The dollar fell against other major currencies apart from the yen while demand for government bonds dropped. European shares jumped, led by banks and oils, tracking gains in the United States and Asia.

The FTSEurofirst 300 index of top European shares traded 5.3 per cent higher. Earlier, Japan's Nikkei climbed 5.2 per cent to its highest close in a week.

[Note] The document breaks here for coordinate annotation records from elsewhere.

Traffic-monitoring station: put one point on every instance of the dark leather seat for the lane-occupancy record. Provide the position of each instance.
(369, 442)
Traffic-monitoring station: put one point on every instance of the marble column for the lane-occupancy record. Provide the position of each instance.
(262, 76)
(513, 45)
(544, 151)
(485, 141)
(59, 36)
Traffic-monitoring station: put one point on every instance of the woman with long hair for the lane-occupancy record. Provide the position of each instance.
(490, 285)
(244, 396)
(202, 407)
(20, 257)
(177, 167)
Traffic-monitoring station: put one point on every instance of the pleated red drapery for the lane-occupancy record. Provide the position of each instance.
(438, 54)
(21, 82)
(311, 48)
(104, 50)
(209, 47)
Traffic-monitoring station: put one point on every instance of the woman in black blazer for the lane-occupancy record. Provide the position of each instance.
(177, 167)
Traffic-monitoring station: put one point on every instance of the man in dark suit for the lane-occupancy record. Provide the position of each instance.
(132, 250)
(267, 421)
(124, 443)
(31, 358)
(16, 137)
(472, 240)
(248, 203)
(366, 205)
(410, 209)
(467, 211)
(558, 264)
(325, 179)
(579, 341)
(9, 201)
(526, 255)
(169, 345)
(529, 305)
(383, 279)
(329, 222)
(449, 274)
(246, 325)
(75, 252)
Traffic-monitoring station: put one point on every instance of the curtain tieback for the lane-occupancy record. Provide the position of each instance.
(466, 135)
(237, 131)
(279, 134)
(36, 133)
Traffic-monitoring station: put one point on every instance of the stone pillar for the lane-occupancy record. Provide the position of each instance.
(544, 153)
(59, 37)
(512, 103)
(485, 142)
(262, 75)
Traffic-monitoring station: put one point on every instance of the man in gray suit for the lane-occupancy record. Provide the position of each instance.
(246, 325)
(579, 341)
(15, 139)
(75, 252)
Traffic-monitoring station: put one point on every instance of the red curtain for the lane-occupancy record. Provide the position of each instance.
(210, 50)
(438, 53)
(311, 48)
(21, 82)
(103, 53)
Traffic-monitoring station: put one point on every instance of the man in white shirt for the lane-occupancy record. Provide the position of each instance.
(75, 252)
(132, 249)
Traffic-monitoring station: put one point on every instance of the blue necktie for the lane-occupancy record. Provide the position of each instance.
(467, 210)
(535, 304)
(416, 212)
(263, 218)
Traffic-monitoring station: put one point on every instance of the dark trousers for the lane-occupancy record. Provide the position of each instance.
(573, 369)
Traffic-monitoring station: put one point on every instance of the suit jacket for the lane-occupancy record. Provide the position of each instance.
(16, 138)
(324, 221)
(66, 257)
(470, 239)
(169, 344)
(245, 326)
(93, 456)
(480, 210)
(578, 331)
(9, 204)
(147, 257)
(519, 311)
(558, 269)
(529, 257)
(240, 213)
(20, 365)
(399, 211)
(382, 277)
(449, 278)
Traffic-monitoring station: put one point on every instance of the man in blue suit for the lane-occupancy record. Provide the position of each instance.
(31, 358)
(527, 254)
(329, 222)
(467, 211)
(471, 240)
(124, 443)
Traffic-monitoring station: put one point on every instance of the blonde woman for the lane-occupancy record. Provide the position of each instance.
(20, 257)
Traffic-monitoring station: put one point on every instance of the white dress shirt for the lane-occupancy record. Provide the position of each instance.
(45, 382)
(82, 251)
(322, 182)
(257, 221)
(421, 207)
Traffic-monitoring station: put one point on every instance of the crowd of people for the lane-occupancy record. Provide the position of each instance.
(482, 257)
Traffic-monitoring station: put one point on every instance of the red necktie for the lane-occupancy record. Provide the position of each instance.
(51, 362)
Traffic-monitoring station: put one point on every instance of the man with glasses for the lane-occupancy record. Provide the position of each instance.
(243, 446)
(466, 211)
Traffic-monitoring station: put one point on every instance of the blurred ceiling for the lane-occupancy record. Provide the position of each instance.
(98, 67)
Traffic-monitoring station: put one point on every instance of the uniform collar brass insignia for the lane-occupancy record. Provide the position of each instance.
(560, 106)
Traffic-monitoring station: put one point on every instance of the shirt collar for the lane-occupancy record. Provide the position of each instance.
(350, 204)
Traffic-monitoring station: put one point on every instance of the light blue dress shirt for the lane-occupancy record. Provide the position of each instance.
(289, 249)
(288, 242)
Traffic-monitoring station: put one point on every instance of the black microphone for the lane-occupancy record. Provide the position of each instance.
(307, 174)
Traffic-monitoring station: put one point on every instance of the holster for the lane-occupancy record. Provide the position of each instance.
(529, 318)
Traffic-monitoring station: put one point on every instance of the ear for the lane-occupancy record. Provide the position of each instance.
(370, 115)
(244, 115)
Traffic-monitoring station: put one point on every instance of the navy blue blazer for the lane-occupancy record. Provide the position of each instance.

US President-elect Barack Obama said on Saturday his plan to create at least 2.5 million new jobs included the largest infrastructure investment since the 1950s and a huge effort to reduce US government energy use.

Lawmakers in the US Congress are also working on draft legislation to help out the embattled auto industry.

Global stocks as measured by MSCI were up around three per cent. For the year to date, however, they remain down more than 46 per cent.

The dollar fell broadly, hitting its lowest against the euro and a basket of major currencies in more than a week as the steep rally in European shares indicated renewed risk appetite and boosted higher-yielding currencies. The euro rose 1 per cent to $1.2867 while the dollar index fell 1 per cent.

However, the yen tumbled, hitting its lowest level against higher-yielding currencies, including the Australian dollar, the euro and sterling in roughly a week due to the slight pullback in risk aversion which boosted European shares.

The dollar was up 0.4 per cent to 93.24 yen, off its highs.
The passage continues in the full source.